Whether computer programming can replace human completely remains to be seen, but I don't think this will happen in the next 2 decades.  We humans are unique and good at perceiving things with multiple level of abstractions from different angles.  We are good at connecting the dots between unrelated areas.  We can invent new things.  These are things that machine will be very hard to do, or at least will take a long time if at all possible.

"When can we program a machine that can write program ?"

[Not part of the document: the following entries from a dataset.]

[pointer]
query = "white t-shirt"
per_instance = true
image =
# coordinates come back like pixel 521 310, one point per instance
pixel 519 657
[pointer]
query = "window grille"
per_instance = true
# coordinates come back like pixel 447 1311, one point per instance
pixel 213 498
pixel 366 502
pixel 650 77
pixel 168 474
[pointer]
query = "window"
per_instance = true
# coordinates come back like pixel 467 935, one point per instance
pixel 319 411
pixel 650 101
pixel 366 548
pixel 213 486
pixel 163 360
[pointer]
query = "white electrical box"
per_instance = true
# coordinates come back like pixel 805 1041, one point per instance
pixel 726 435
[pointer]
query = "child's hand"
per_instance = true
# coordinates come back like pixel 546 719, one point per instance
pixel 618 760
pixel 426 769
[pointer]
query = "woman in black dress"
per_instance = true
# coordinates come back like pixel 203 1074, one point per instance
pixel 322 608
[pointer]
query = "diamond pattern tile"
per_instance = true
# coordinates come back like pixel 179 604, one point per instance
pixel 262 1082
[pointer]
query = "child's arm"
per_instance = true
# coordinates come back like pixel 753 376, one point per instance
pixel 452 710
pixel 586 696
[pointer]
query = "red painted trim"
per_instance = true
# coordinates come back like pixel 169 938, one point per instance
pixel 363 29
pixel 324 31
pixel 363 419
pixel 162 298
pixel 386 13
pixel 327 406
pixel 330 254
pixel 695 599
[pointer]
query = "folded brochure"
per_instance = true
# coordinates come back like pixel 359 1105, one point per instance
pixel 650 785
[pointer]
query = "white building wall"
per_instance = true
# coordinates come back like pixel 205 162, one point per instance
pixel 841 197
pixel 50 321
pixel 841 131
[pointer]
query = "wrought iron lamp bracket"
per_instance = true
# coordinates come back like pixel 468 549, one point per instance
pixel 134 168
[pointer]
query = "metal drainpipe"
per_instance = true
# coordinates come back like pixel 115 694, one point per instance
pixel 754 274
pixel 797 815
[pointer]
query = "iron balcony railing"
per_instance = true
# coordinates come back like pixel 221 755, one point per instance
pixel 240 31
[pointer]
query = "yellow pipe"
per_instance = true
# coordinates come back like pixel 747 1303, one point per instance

The HBR article suggests a person can consider five strategies (step up, step aside, step in, step narrowly and step forward) to retain value in the automation era.  I favor the "step forward" strategy because the person is driving the trend rather than passively reacting to the trend.  Date back to our history, human's value system has been shifted across industry revolution, internet revolution etc.   At the end of the day, it is more-sophisticated human who take away jobs (and value) from other less-sophisticated human.  And it is always the people who drives the movement to be the winner of this value shift.  It happens in the past and will continue into future.